Les chirurgiens de l’âme
Pourtant, à côté de la chimie, un véritable vent d’espoir souffle aussi sur cette maladie grâce à la chirurgie. Et comme souvent en médecine, ce sont les Français qui sont les plus novateurs.
La technique est née en France, à Grenoble, des mains du génial Professeur Alim-Louis Benabid.
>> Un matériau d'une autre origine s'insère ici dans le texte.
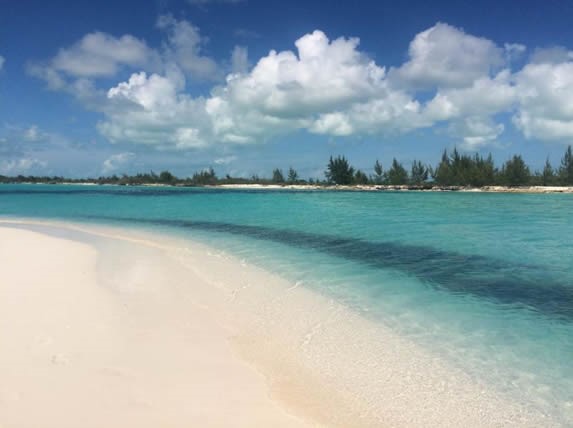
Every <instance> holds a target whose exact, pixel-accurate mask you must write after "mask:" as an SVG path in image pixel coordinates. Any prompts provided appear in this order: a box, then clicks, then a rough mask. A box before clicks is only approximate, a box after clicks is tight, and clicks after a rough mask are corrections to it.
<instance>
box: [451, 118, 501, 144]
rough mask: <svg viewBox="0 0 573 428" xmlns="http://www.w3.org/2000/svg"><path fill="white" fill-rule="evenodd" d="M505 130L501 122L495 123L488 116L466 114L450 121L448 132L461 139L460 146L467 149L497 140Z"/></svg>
mask: <svg viewBox="0 0 573 428" xmlns="http://www.w3.org/2000/svg"><path fill="white" fill-rule="evenodd" d="M504 130H505V126H504V125H503V124H501V123H495V122H494V121H493V120H492V119H491V118H489V117H479V116H468V117H465V118H463V119H460V120H458V121H455V122H452V123H451V124H450V126H449V132H450V134H451V135H452V136H453V137H455V138H458V139H460V140H461V141H462V144H461V147H462V148H464V149H467V150H478V149H480V148H481V147H484V146H488V145H490V144H492V143H494V142H496V141H497V139H498V137H499V136H500V135H501V134H502V133H503V131H504Z"/></svg>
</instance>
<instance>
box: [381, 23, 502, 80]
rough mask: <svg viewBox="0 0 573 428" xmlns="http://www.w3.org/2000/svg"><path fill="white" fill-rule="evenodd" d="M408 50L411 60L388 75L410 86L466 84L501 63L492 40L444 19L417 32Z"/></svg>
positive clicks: (482, 76)
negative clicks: (466, 30) (449, 24)
mask: <svg viewBox="0 0 573 428" xmlns="http://www.w3.org/2000/svg"><path fill="white" fill-rule="evenodd" d="M408 52H409V56H410V60H409V61H408V62H406V63H405V64H403V65H402V66H401V67H399V68H396V69H393V70H392V72H391V75H392V77H393V78H394V80H395V81H396V83H398V84H401V85H405V86H407V87H413V88H421V89H432V88H435V87H438V88H451V87H454V88H460V87H466V86H468V85H471V84H472V82H473V81H475V80H476V79H479V78H482V77H484V76H488V75H489V74H490V72H491V71H492V70H496V69H497V68H498V67H501V66H503V64H504V59H503V50H502V49H501V48H499V47H498V46H496V45H495V43H493V42H492V41H491V40H488V39H485V38H481V37H475V36H472V35H470V34H467V33H465V32H463V31H462V30H460V29H458V28H455V27H452V26H450V25H448V24H443V23H438V24H436V25H435V26H433V27H432V28H430V29H428V30H426V31H423V32H421V33H419V34H418V35H416V37H415V38H414V40H412V42H411V43H410V48H409V51H408Z"/></svg>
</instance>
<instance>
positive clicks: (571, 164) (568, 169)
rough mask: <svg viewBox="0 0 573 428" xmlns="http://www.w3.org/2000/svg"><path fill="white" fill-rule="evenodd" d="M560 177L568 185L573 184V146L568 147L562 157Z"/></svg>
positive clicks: (559, 168) (561, 159)
mask: <svg viewBox="0 0 573 428" xmlns="http://www.w3.org/2000/svg"><path fill="white" fill-rule="evenodd" d="M559 178H560V179H561V182H562V183H563V184H565V185H566V186H572V185H573V151H572V150H571V146H569V147H567V150H566V151H565V154H564V155H563V158H562V159H561V168H559Z"/></svg>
La médecine sait de mieux en mieux identifier les zones responsables des maladies du cerveau. Par exemple dans la maladie de Parkinson, les cellules nerveuses qui provoquent les mouvements anarchiques qui caractérisent cette maladie. Le Pr Benabid a eu l’idée, plutôt que de détruire, d’aller annuler les effets néfastes de ces cellules en leur infligeant une stimulation électrique au cœur même du cerveau. Grâce à des techniques d’intervention sous surveillance radiographique constante, avec une minutie extrême, on implante deux électrodes de façon très précise exactement là d’où part le mal. Les deux électrodes sont ensuite reliées à une pile électrique que l’on loge sous la peau, à la base du cou. Les connexions réalisées, il n’y a plus qu’à régler la puissance de la stimulation pour voir les tremblements du parkinsonien disparaître. Et ça marche ! Des milliers de malades bénéficient de cette technique.
Elle donne des résultats prometteurs, mais devant son coût, elle doit être réservée aux malades très atteints et réfractaires aux médicaments. Car, un des traits les plus étonnants de cette maladie est que bien que l’aspect physique soit très dégradé, l’état mental est parfaitement conservé. Expliquant la détresse intellectuelle de ceux qui souffrent. Expliquant le nombre de dépressions nerveuses associées, justifiant peut-être le geste tragique de Bernard Buffet, « ce peintre perdu dans le monde de Parkinson ».